Asthana’s company has about 10 workers based in the US, some of them on a work visa. He has clients has such as AMC Theatres, Clarifai, and BigCommerce. Other Indian tech startups which have opened offices or moved headquarters to the US are Druva and Freshdesk.

Gaining the lottery system was easy. Apply more, and you stand more chance of getting a cheap worker placed offshore.

Consultants in Bay Area also took advantage of it and placed a worker from India from one client to another. The workers got tied as bonded labor to the system and to the employer who could easily exploit them.

Tech startups from Israel, Japan, China, India or Germany which needed to fly key staff to set up a base in the US, lost out in the raffle. They would apply for just one or two visas and would never win the lottery.

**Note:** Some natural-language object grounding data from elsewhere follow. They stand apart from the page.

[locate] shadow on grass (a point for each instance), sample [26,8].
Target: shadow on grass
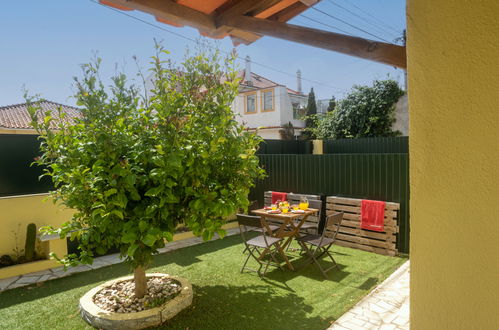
[97,276]
[245,307]
[195,251]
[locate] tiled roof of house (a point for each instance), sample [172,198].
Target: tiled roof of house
[260,82]
[16,116]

Doing away with the luck based system and focusing on merit as well as wages, would benefit the startups around the world, looking to expand to the US. Big IT companies would rather now offshore work to cheaper destinations than hire expensive labor onshore. This would also help drive innovation as talented scientists, designers, architects and other specialists would often lose out as large IT corporations would flood the raffle with their applications.

Clearly, as US moves from a lottery based H-1B system to a more merit-based program, startups from across the world headquartered in the US are going to benefit more, in attracting global talent to Silicon Valley than the big IT outsourcers.

It will also alleviate the pain of American software programmers who get disadvantaged as they get replaced by cheap foreign workers.